The North Carolina Central Eagles men's basketball team is the basketball team that represents North Carolina Central University, which is located in Durham, North Carolina, United States. The team currently competes in the Mid-Eastern Athletic Conference.

Prior to 2011, the Eagles competed in NCAA Division II and won the 1989 NCAA Men's Division II Basketball Championship. For much of the university's tenure in Division II, the school (formerly "North Carolina College") was a member of the Central Intercollegiate Athletic Association.

Eagles in the NBA

NBA & ABA players who attended North Carolina Central:

 Lee Davis - Selected in the 10th round by the Phoenix Suns in the 1968 NBA draft.
 Sam Jones - Selected 8th overall by the Boston Celtics in the 1957 NBA draft.
 David Young - Selected in the 2nd round by the Seattle SuperSonics in the 2004 NBA draft.

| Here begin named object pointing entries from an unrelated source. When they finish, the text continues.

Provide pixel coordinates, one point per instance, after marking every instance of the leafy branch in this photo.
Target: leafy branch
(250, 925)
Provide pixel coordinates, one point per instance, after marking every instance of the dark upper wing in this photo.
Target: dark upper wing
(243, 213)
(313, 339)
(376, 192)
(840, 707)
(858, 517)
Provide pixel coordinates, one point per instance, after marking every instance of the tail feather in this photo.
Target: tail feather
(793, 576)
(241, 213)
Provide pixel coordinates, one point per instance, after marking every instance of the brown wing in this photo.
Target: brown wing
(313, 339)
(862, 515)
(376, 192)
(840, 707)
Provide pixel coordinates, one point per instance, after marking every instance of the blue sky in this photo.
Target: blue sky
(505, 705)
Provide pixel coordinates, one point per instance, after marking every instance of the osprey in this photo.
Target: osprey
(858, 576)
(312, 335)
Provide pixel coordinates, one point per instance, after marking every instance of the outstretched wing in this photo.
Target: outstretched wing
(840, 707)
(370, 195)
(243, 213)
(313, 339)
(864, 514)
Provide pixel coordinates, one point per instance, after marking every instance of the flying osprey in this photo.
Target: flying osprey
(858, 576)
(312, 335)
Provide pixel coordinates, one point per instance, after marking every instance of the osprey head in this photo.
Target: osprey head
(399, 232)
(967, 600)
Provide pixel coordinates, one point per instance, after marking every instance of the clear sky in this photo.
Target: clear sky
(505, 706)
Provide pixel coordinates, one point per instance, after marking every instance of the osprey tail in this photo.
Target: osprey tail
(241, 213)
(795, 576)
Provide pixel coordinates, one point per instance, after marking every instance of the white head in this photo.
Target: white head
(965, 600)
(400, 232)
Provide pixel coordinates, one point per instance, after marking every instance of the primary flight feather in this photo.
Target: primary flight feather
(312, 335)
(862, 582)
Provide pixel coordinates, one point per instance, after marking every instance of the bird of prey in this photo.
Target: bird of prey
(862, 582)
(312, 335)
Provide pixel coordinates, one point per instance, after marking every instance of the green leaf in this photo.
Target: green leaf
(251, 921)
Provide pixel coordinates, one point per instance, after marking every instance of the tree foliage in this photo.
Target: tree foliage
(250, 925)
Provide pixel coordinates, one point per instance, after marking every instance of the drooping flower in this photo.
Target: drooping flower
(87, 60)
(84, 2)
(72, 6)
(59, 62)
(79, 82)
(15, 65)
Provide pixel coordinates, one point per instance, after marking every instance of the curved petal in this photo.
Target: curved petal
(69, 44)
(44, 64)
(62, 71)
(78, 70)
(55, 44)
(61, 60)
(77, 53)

Eagles in international basketball

Stanton Kidd (born 1992), basketball player for Hapoel Jerusalem in  the Israeli Basketball Premier League

Eagles in the Hall of Fame

Two Eagles have been selected to the Naismith Memorial Basketball Hall of Fame:
 Sam Jones - former NCCU player - inducted as a player in 1984.
 John McClendon - former NCCU coach - inducted as a "contributor" in 1979, and as a coach in 2016.

Postseason

NCAA Division I tournament results
The Eagles have appeared in the NCAA Division I Tournament four times. Their combined record is 0–4.

NIT results
The Eagles have appeared in the National Invitation Tournament (NIT) one time. Their record is 0–1.

NCAA Division II tournament results
The Eagles have appeared in the NCAA Division II Tournament seven times. Their combined record is 10–6. They were Division II National Champions in 1989.